Yeah for Wednesday... I swear the weeks go by slower and slower. Trying to keep myself busy does help the time go by faster. I love him so freaking much... it really does surprise me, especially with how much he challenges me and pushes me right out of my safe zone. To be honest, I knew I could love him, I did not know he could love me. Or that I was everything he wanted in someone, as much as he is everything I need in someone. I love that he is comfortable just walking around with me without anything on. I love that... because I feel like that too. I am so comfortable around him, all the time. Weird flex, but even how he pees with the door open. The familiarity, the ability to just be ourselves, all the time.
So I told him about how my feelings have changed about marriage... and we are on the same page, again. Which I did not think would happen. It won't happen now or anytime soon but there definitely could be a day when I am a Martinez.His. Jay's wife. Yes I will work on my communication. One hick up and to be honest, I thought he understood where I was coming from.
There is nothing about us, that does not get me heated... I was just thinking about kissing him and omg, I can barely breath. The way he sucks on my tongue and holds me captive in his mouth, I loved that before and he still does that now. Even if it does freak me out, I love how much he just fucking gets me. Of course, I love being a private emotionless person for everyone, but that he reads me, he knows me.
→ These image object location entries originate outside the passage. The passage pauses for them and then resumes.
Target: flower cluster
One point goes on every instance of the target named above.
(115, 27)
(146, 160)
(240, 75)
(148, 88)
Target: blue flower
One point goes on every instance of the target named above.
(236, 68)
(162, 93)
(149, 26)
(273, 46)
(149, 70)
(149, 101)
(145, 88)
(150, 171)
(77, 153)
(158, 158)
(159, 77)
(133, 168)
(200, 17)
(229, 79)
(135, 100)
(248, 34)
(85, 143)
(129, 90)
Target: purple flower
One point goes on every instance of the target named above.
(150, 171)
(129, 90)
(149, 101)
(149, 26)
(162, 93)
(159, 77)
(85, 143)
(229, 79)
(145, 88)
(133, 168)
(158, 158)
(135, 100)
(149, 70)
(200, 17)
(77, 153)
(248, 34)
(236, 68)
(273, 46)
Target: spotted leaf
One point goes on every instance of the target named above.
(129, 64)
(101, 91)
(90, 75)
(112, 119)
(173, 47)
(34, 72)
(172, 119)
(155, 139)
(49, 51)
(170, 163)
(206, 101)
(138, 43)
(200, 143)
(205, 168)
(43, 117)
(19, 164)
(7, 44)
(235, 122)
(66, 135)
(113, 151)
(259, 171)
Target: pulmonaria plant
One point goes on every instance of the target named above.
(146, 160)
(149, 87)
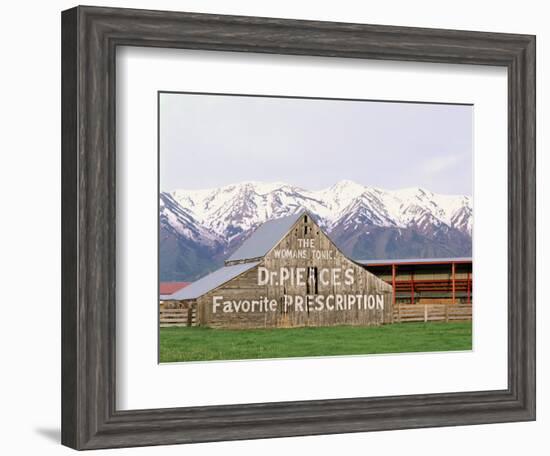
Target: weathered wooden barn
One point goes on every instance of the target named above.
(288, 273)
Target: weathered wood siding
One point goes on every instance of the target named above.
(319, 255)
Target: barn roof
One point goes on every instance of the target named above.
(167, 288)
(264, 238)
(212, 281)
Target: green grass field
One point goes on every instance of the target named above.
(204, 344)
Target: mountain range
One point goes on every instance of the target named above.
(199, 229)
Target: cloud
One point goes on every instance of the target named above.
(441, 163)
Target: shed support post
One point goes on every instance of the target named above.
(412, 287)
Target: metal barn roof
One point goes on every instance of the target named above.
(212, 281)
(264, 238)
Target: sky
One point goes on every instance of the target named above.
(209, 141)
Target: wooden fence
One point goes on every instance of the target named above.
(178, 317)
(431, 312)
(402, 313)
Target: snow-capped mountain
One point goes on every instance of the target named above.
(365, 222)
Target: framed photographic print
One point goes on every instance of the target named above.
(278, 227)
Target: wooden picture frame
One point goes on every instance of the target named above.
(90, 36)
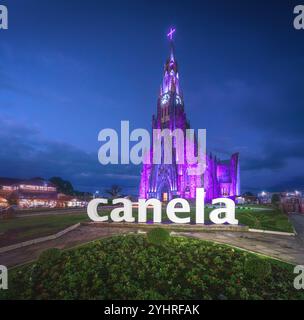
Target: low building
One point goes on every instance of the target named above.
(35, 193)
(28, 193)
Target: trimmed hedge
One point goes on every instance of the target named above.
(129, 267)
(158, 236)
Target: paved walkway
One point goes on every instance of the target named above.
(286, 248)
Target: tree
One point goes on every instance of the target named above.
(114, 191)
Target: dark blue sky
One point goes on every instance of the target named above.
(71, 68)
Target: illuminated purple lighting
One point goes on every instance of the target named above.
(167, 181)
(170, 34)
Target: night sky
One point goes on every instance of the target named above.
(71, 68)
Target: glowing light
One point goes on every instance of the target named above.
(170, 34)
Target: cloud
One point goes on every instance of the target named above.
(25, 154)
(274, 155)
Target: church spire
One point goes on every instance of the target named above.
(171, 78)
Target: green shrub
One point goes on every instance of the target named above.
(257, 269)
(158, 236)
(128, 267)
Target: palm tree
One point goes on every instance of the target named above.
(114, 191)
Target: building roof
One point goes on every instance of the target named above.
(8, 181)
(32, 182)
(37, 195)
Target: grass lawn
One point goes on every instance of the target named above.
(20, 229)
(16, 230)
(132, 267)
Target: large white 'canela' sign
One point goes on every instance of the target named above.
(223, 214)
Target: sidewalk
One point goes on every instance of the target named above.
(285, 248)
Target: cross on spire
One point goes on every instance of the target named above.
(170, 34)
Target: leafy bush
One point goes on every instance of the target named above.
(49, 256)
(158, 236)
(129, 267)
(257, 269)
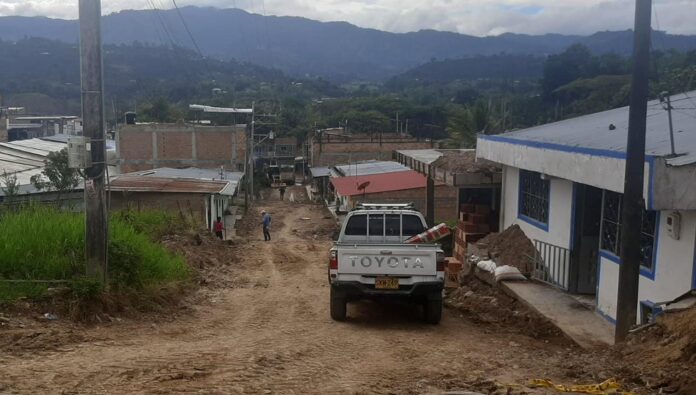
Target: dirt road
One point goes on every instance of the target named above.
(273, 334)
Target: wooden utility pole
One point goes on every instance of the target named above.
(96, 236)
(633, 202)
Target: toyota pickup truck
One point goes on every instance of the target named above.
(370, 260)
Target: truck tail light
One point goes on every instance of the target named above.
(440, 260)
(333, 260)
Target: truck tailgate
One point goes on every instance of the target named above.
(396, 260)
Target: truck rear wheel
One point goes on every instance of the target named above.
(338, 306)
(432, 309)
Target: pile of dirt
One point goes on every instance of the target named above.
(486, 304)
(212, 259)
(510, 247)
(663, 356)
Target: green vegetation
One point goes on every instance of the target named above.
(39, 243)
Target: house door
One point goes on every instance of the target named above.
(588, 213)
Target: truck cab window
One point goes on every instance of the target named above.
(357, 226)
(392, 225)
(376, 224)
(412, 225)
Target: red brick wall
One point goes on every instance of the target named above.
(174, 145)
(215, 146)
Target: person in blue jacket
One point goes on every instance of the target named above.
(266, 223)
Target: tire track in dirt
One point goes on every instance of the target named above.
(278, 337)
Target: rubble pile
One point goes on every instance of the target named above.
(663, 355)
(485, 304)
(510, 247)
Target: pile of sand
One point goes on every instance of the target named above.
(485, 304)
(510, 247)
(663, 356)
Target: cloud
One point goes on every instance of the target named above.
(475, 17)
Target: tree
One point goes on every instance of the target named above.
(59, 176)
(575, 62)
(10, 186)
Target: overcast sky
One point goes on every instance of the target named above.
(476, 17)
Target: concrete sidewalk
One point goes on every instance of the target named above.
(584, 326)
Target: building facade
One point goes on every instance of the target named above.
(563, 184)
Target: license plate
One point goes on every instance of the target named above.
(386, 283)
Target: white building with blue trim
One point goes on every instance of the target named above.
(563, 183)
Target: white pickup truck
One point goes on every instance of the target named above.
(370, 260)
Part of me loves that too. Even though it makes me break out in a sweat that I will never not be myself and authentic to him.
He has been having a few hard days. It makes me worry for him, about him. Then you add in that he is worried about how he will treat me, and how he can be scary mean. The honest truth about that, nothing could be worse than how he treated me the last night we were together. I can't even rehash all of it, and just how cruel he was to me. I have never felt worse about myself than that night.
What would it be like to be around him 24/7? Right now I can’t even imagine that. He asked me.
Just have to get through today and tomorrow. Pedicure today and lashes tomorrow.